How To Make 1970s stuffed cabbage

  • 1
    Preheat oven to 350 degrees. Spray a 9x13 inch glass baking dish with nonstick cooking spray; set aside.
  • 2
    In a large saucepan, boil 4 cups water and add rice to cook; turn heat to medium after it boils. Cook 8 minutes and when done, drain bag and pour rice into bowl.
  • 3
    Boil 4-6 cups of salted water in a large pan and add cabbage leaves. Cook 5 minutes and remove with a slotted spoon onto a plate; set aside while making filling.
  • 4
    To make filling, in a large bowl mix beef, onion, egg, salt, pepper, garlic powder and 3 Tablespoons of the tomato soup.

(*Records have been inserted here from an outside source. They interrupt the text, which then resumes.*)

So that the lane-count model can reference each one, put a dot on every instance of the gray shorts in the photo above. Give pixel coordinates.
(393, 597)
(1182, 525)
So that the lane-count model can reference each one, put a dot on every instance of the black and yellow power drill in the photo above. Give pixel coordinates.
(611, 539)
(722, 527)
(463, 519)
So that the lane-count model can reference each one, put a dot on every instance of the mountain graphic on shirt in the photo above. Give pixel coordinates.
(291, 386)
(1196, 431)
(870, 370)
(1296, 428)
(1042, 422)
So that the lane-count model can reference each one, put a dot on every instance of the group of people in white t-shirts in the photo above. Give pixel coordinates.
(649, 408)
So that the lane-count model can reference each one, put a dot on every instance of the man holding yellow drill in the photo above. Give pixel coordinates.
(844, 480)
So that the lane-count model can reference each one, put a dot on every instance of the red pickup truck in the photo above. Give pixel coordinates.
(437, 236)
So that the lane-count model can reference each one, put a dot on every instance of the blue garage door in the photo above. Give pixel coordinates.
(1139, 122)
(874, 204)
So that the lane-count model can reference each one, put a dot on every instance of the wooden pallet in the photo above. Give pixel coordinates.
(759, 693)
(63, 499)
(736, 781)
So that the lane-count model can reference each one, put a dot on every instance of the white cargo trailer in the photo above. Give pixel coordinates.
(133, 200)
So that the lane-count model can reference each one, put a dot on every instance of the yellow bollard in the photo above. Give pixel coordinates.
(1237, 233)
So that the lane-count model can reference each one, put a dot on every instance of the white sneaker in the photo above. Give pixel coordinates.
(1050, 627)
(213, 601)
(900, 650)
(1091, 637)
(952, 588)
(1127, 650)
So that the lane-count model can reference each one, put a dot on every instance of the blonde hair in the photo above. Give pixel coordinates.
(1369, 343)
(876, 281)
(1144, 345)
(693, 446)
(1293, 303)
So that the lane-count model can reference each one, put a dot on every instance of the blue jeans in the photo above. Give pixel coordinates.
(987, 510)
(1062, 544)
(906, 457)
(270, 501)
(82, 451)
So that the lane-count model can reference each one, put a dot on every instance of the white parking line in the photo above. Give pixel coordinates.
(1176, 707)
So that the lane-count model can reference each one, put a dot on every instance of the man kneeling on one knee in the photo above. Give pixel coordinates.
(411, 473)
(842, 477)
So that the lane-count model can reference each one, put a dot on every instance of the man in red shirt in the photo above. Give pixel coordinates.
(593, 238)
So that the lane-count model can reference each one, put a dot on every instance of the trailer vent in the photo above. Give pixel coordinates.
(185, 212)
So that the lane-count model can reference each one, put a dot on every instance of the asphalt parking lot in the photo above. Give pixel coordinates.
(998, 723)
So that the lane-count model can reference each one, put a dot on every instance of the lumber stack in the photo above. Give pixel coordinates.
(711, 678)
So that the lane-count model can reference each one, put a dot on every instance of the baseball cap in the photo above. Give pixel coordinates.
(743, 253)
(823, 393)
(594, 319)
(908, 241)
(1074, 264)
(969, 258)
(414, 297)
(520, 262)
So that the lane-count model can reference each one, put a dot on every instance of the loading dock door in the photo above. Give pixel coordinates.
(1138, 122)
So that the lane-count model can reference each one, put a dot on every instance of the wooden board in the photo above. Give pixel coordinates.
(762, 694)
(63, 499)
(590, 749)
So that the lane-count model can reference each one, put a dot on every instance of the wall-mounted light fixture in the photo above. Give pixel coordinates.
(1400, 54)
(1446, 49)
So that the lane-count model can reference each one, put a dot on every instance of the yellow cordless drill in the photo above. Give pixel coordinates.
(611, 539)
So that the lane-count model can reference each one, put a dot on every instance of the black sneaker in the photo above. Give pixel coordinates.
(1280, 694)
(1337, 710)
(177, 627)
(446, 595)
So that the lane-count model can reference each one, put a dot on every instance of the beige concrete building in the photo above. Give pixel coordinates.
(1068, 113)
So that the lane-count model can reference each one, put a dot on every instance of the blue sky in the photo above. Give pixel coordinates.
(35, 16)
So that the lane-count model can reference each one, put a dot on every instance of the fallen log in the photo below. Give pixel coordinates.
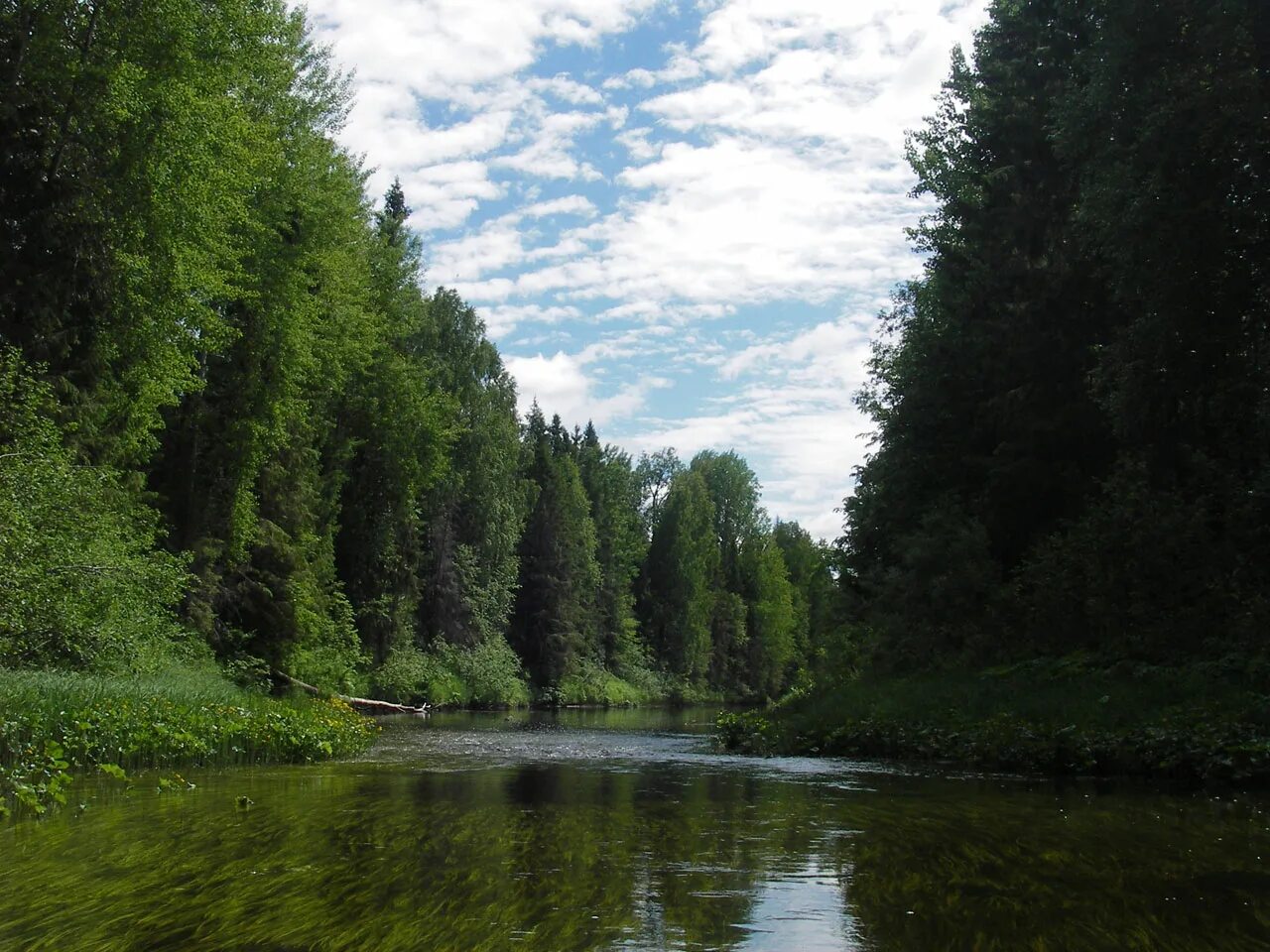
(358, 703)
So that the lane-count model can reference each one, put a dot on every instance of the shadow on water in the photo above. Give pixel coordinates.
(621, 830)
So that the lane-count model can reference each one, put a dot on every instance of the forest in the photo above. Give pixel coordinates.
(235, 428)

Add 1 cup of the cooked rice and mix well.
  • 5
    On a flat surface, lay out the first cabbage leaf and cut out the thick stem. Spoon about 1/3 cup of the beef mixture in the middle of the cabbage. Fold the sides over and roll closed. Secure with a toothpick.
  • 6
    Repeat with other 7 cabbage leaves, placing in the prepared baking dish. In a medium bowl combine remaining tomato soup with worcestershire sauce and whisk. Pour over stuffed cabbage in pan. Cover with foil and bake 1 hour.